Subin Pyo1, Yichi Zhang1, Anna Barbeau1, ChiHin Feng1, Amit Roopan1, Ning Liu2, Eric N. Olson2, Matthew G. Vander Heiden1

1Biology, Koch Inst. for Integrative Cancer Research at MIT, Cambridge, MA,2Molecular Biology, University of Texas Southwestern Medical Center, Dallas, TX

摘要 Abstract

Cancer cachexia is a prevalent and often fatal systemic metabolic condition that is characterized by muscle wasting with or without fat wasting. Muscle wasting is therefore the central component of cancer cachexia but the mechanisms whereby cancer leads to skeletal muscle wasting are not well understood. We used several different mouse models of pancreatic ductal adenocarcinoma (PDAC) as well as C26 allograft, one of the most commonly studied models of cancer cachexia, to study the mechanisms underlying cancer cachexia-induced muscle wasting. Transcriptome analyses on cachexic muscle revealed the upregulation of genes related to iron metabolism. To interrogate whether perturbations to muscle iron metabolism can contribute to muscle wasting, we identified that muscle iron levels are elevated in cachexic muscle.
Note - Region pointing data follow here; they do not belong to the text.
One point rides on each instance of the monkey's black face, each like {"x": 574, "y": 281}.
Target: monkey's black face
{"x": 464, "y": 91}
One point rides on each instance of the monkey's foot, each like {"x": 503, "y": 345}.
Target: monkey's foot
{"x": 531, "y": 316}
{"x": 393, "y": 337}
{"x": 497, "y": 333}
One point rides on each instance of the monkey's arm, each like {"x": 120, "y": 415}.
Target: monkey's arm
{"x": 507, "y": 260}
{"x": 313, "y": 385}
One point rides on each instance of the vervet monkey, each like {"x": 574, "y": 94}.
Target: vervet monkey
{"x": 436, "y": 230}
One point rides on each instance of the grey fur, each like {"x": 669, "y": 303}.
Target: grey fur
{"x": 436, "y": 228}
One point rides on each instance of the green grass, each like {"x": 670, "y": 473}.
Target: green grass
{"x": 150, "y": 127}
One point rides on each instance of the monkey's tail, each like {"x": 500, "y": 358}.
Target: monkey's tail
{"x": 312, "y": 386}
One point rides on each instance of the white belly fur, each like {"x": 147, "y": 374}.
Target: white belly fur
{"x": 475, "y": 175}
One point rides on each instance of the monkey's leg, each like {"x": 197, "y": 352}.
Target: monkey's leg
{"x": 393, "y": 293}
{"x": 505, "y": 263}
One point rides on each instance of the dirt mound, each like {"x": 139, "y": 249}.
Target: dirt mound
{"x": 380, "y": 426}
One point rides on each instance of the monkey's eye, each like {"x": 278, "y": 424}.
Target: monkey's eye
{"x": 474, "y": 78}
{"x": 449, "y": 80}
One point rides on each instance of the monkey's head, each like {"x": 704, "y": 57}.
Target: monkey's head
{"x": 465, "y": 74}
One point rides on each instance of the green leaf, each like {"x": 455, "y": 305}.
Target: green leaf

Secondly, mice fed low, medium, and high iron diets and showed a positive correlation between dietary iron intake and the severity of muscle wasting. We further demonstrated that increased muscle iron contributes to muscle wasting by generating muscle-specific transgenic mice overexpressing the transferrin receptor (TFRC), which is the primary method of iron intake into the cell. TFRC transgenic mice exhibited decreased muscle mass and myofiber areas compared to mice not overexpressing TFRC. TFRC transgenic mice injected with C26 cancer cells also showed increased muscle wasting compared to control mice with C26 cells. Furthermore, muscle-specific deletion of TFRC in muscle using a muscle-specific tamoxifen-inducible Cre mouse line bred to a conditional TFRC floxed mouse line rescued C26-induced muscle wasting. Our work rigorously demonstrates that elevated muscle iron leads to muscle wasting, and this elevated muscle iron in cancer cachexic muscle contributes to cancer cachexia-induced muscle wasting. Current work is being done to test whether elevated muscle iron is seen in human samples and to decipher the mechanisms by which muscle iron overload leads to muscle wasting.
利益披露 Disclosure
S. Pyo, None.. Y. Zhang, None.. A. Barbeau, None.. C. Feng, None.. A. Roopan, None.. N. Liu, None.. E. N. Olson, None.. M. G. Vander Heiden, None.